Maybe it’s masochistic but there’s something so satisfying about working so hard at all of the subtle, almost unrecognizable nuances. I’ll never be a Joyce scholar or a prima ballerina (ha) but just as Joyce helped me realize how much I loved English as a senior in high school, ballet helped me recognize how much I loved dancing and performing as a ten year old. As I grow as a dancer, reader and writer both continue to teach me about all the little pieces of perfection.

Blogging Monsters and Sucking at Productivity

Sometimes it’s past midnight and you keep meaning to go to sleep but then the little blogging monster in your chest starts getting restless. Right now my little blogging monster is doing cartwheels to keep me awake. I told him that I have NO REASON to blog but he INSISTS on cartwheeling until quelled by the magical “publish” button.

It is a new year and everyone is blogging about their New Year’s resolutions. Sorry to disappoint, but I don’t have any. I have the same goals I had back in 2009, only now all my goals feel colder because it’s January, the month of cold, depressing doom and EVERYTHING is colder. I totally understand why bears hibernate now. In fact, I’m strongly considering joining them this month.

Instead of talking about goals, and resolutions and stuff, let’s talk about how little I’ve accomplished in the first few days of this new year. Like, the most productive actions I’ve taken include buying plastic drawers, taking ballet class and making vegan macaroni and cheese.  My school semester doesn’t start until February and I promised myself I would, like, save the world between now and then. I have two auditions coming up–one for a contemporary ballet company, one for a summer intensive–and I’d really like to be in shape by the time they roll around in, oh, a week. After realizing I actually lost weight over December without really trying, I sabotaged myself by indulging in way too many fatty, comfort foods over New Year’s including fried (vegan) stuffs and the aforementioned mac and cheese.
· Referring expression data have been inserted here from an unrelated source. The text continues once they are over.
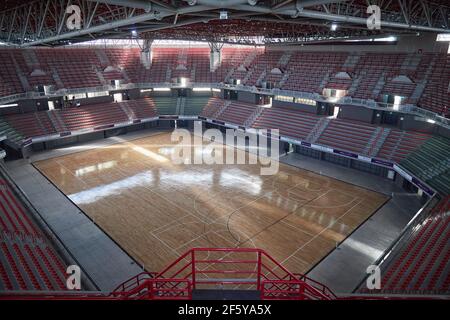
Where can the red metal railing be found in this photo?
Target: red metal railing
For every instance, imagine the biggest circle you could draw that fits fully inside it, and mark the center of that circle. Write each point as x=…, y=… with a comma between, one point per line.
x=206, y=268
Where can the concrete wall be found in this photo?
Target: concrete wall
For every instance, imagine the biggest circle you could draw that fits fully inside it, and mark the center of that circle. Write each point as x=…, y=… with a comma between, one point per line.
x=298, y=106
x=425, y=42
x=356, y=113
x=246, y=97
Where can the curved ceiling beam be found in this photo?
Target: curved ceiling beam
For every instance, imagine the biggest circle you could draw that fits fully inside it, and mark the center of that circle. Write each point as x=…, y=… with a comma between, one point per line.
x=162, y=13
x=137, y=4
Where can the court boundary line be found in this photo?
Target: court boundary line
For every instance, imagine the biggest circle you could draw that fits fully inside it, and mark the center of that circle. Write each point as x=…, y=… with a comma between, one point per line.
x=280, y=162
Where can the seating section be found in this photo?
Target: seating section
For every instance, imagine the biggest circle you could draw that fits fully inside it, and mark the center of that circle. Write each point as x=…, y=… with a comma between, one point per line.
x=309, y=71
x=139, y=109
x=93, y=116
x=31, y=124
x=431, y=163
x=27, y=259
x=372, y=75
x=193, y=106
x=212, y=107
x=291, y=122
x=347, y=135
x=436, y=96
x=420, y=265
x=399, y=144
x=237, y=113
x=166, y=105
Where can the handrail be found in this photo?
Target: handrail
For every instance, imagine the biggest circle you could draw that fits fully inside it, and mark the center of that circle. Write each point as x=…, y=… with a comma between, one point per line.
x=166, y=284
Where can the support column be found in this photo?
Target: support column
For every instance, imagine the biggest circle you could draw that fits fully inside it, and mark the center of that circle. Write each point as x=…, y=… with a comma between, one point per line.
x=215, y=57
x=146, y=53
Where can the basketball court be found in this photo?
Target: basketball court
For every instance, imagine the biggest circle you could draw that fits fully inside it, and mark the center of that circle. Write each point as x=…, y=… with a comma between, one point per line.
x=156, y=210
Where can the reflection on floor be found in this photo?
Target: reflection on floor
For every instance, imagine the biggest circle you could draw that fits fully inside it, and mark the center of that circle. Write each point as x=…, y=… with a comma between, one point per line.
x=157, y=210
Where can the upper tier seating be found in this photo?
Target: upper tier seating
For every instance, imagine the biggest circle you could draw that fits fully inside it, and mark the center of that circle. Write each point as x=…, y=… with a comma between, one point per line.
x=431, y=160
x=291, y=122
x=27, y=259
x=436, y=96
x=308, y=71
x=372, y=75
x=420, y=265
x=347, y=135
x=399, y=144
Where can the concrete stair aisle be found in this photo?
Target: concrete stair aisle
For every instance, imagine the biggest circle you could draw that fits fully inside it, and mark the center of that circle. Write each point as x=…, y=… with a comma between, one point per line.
x=168, y=74
x=261, y=77
x=56, y=121
x=221, y=110
x=57, y=78
x=10, y=133
x=284, y=59
x=128, y=111
x=249, y=122
x=318, y=129
x=376, y=142
x=23, y=79
x=103, y=58
x=324, y=82
x=284, y=79
x=100, y=76
x=379, y=86
x=31, y=59
x=352, y=60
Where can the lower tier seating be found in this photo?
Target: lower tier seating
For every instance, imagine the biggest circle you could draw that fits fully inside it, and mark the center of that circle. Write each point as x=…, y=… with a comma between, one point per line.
x=399, y=144
x=237, y=113
x=166, y=105
x=139, y=109
x=27, y=259
x=291, y=122
x=194, y=105
x=431, y=163
x=421, y=264
x=347, y=135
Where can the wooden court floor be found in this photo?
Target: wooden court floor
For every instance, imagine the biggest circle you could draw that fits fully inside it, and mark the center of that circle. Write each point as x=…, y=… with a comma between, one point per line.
x=157, y=210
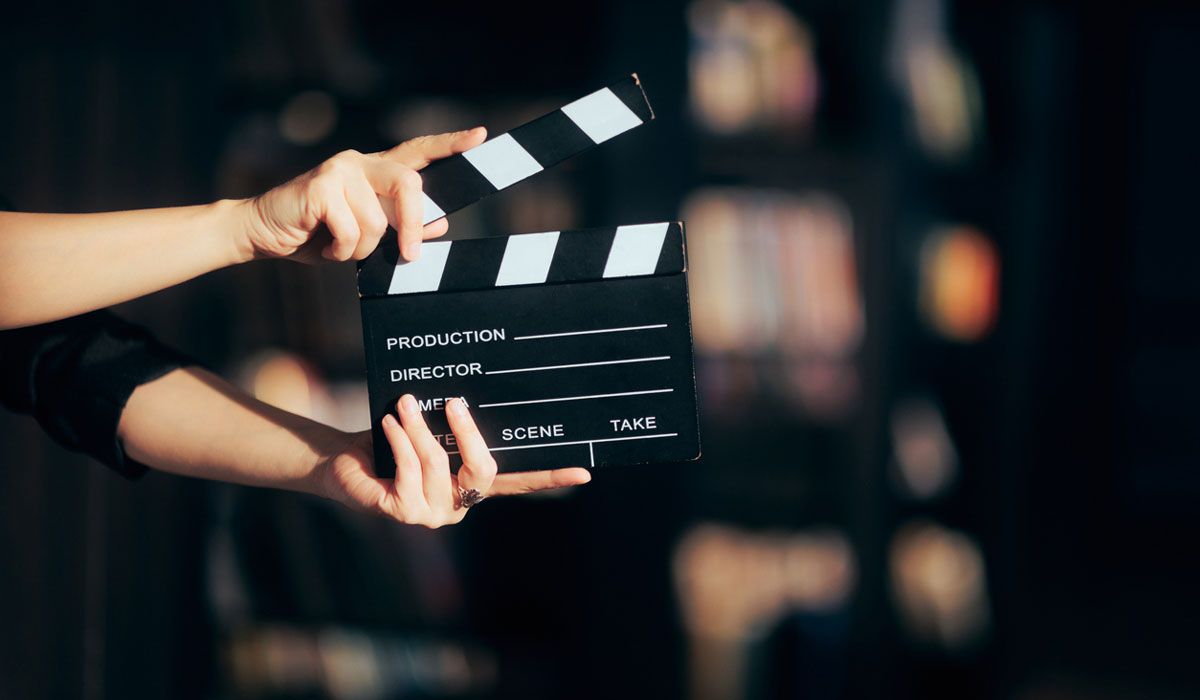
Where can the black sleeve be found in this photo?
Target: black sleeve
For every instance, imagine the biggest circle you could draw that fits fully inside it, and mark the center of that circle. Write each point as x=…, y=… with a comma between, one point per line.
x=76, y=375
This is the first year in a long time I haven’t made any resolutions about weight, calories or food and it feels SO GOOD. Every January I end up miserable because I try to “atone” for my holiday sins by fasting or detoxing or whatever. This year, I’m just focusing on maintaining a healthy diet, taking lots of pilates and dance classes and listening to my body. It turns out I actually lose and maintain weight better when I’m NOT dieting. Surprise, surprise.

Remember how I’m supposed to be reading Ulysses? Well. Yeah. I started it. I did. I’ve read just a few chapters but it’s super slow going as I find myself pausing every other paragraph to consult my “Bloom’s book” guide just to figure out what the heck is going on. I’m also journaling through it, so hopefully I’ll share some of my thoughts on the book here at some point. At this rate, I should finish the novel by 2050 or so.

I think my blogging monster finally went to sleep. I shall follow suit.